The end came at 1:15 p.m. on a Sunday, when the sun was out and the wind was roaring. Sunday was picnic day in the town of Baskerville, population 3,000. On this particular afternoon, the citizens had foregone their white bread sandwiches and meticulously-wrapped potato salads in favor of something meatier. Namely, the pastor’s fattened thighs and the town sheriff's tan, sun-crisped skin.
Teddy Anderson, the sheriff’s son, had taken to this new, grotesque way of life with relish. While among the living he was a quiet young man with a permanent slouch, but the plague had made him indistinguishable from any other wild thing at the edge of the woods. It was that unique animal magnetism that finally brought about the change he'd been waiting for.
Across the blood-stained park grounds, his eyes caught a flash of gold hair tied off in a ponytail. Cindy. He'd know her anywhere, anytime.
In his previous life he longed for her every time their eyes met over the counter at the local cafe--just a little too long to be proper--and yet he'd said nothing. Every day she could be found waiting tables at the diner, and every day Teddy stopped in to order a black coffee and see the wry quirk of an honest smile he thought she reserved just for him. He’d never been able to find the words, but now there was only one and that word was "brains".
Thankfully, undead women were into that kind of thing.

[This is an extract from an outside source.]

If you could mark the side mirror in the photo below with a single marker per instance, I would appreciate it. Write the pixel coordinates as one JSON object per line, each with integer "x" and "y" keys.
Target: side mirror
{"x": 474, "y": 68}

Cindy looked up as he approached, strands of sinew and tissue dangling from her smashed-in face. They converged on the same still-screaming section of the buffet, and their fingers met over the breached scalp. Teddy tried to tell her what he felt and his tongue flopped out onto the exposed brain, his mouth opening and closing wordlessly.
She brushed it off for him. Teddy had never been much of a talker and was now even less so without his tongue, but that was okay. She liked the strong, silent type, and things were different now. There was no need for words and never would be again in this new world of sirens, screams, and roaring flames on the horizon as warm and cozy as any sunset.
They bit down in unison on the main course, and as last of their victim's brain was disappearing their lips met over the last piece. Cindy tore Teddy's lips from his face with a ravenous rip. She chewed slowly with the relish of a woman savoring the skin off a chicken breast, and Ted smiled the same, toothy smile as always.